In merito alle norme sopracitate, possono essere fatte due considerazioni. La prima riguarda la potenziale non conformità di Lavender ai sensi dell’articolo 51(1)(b) del IPA. Dati non aggiornati, viziati o troppo generici possono avere conseguenze disastrose, portando ad un’inclusione troppo vasta di individui tra i potenziali obiettivi e a conseguenti errori nella fase di identificazione. Qualora, dunque, questo programma identifichi come potenziali obiettivi sia civili che combattenti, potrebbe insorgere un problema in merito alla sua natura indiscriminata. Basandosi sulle informazioni a disposizione, è parere di chi scrive che l’uso di questo DSS sia configurabile come un uso indiscriminato ai sensi del diritto internazionale umanitario. La seconda riguarda la mancanza di un controllo prima degli attacchi sugli obiettivi identificati dal programma. È intrinseco in ogni sistema o software che impiega algoritmi di intelligenza artificiale un certo margine di errore. In tal caso, come già ricordato, esso si assesta attorno al 10%. A priori, dunque, si è consapevoli che questi sistemi commettono errori in base ad una certa percentuale; di conseguenza, maggiore cura deve essere prestata nel controllo e nella verifica delle informazioni fornite da tali sistemi, in modo tale da mitigare questi errori (per un approfondimento, v. Holland Michel e Holland Michel). La mancanza di controllo da parte dell’IDF potrebbe derivare dall’ intenzionalità di sferrare attacchi contro i civili e la popolazione civile, che, qualora si configuri l’elemento della mens rea (v. art. 30, Statuto di Roma), potrebbero considerarsi crimini di guerra ai sensi del diritto penale internazionale.

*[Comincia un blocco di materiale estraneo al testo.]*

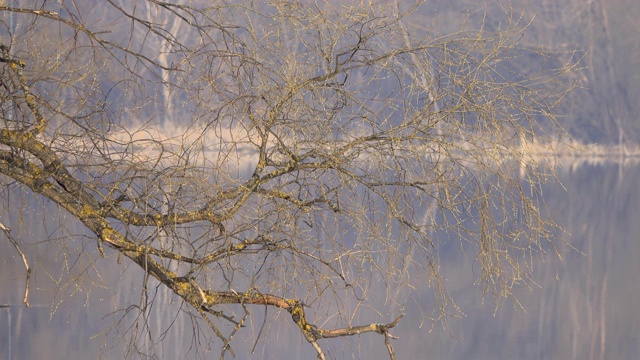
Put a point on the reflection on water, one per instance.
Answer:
(583, 309)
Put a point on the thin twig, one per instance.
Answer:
(7, 232)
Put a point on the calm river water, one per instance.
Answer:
(585, 307)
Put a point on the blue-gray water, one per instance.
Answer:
(584, 307)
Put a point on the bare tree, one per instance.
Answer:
(281, 154)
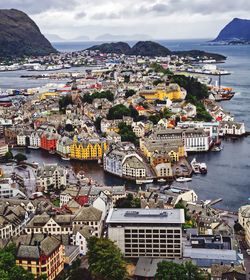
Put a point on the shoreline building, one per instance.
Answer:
(147, 232)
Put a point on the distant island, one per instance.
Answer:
(116, 38)
(19, 36)
(235, 32)
(149, 48)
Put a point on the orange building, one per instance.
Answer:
(48, 141)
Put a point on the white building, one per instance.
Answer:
(232, 128)
(3, 149)
(195, 140)
(147, 232)
(79, 238)
(244, 221)
(35, 140)
(21, 139)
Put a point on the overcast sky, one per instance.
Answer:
(161, 19)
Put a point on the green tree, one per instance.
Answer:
(20, 157)
(89, 97)
(127, 134)
(8, 268)
(80, 274)
(129, 92)
(172, 271)
(118, 111)
(69, 127)
(105, 259)
(8, 155)
(64, 101)
(98, 123)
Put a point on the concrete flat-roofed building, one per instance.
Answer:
(147, 232)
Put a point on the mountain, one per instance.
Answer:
(149, 48)
(54, 38)
(144, 48)
(119, 47)
(19, 35)
(236, 30)
(80, 39)
(117, 38)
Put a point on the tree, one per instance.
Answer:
(64, 101)
(69, 127)
(128, 202)
(89, 97)
(80, 274)
(129, 92)
(105, 259)
(8, 268)
(127, 134)
(118, 112)
(172, 271)
(8, 155)
(98, 123)
(20, 157)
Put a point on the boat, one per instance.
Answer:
(65, 158)
(183, 179)
(34, 147)
(198, 167)
(161, 180)
(217, 148)
(144, 181)
(195, 166)
(203, 168)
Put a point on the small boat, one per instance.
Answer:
(65, 158)
(33, 147)
(183, 179)
(198, 167)
(203, 168)
(195, 166)
(161, 180)
(144, 181)
(217, 148)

In conclusione, anche nel caso dei sistemi DSS, come nel caso dei sistemi d’arma autonoma, diversi Stati, organizzazioni internazionali ed esponenti della società civile sostengono la necessità del mantenimento del controllo umano, che sia però «significativo», nel loro impiego (ad esempio, v. ICRC; U.S. Department of State; per un approfondimento v. Steene, Jenks). L’uso che viene fatto di Lavender da parte di Israele ha portato alla luce le conseguenze della mancanza di tale controllo: la possibilità di identificare migliaia di obiettivi in pochi istanti risulta particolarmente pericolosa se non associata ad un reale controllo da parte degli operatori umani. Per quanto concerne, invece, le modalità in cui questo tipo di software viene utilizzato, si segnala una generale mancanza del rispetto dei principi fondamentali del diritto umanitario. L’utilizzo di DSS, infatti, è finalizzato ad aiutare le forze armate nel rispetto delle regole del diritto internazionale umanitario (ad esempio, v. Margulies); l’utilizzo che viene fatto di Lavender, al contrario, sembrerebbe comprometterlo.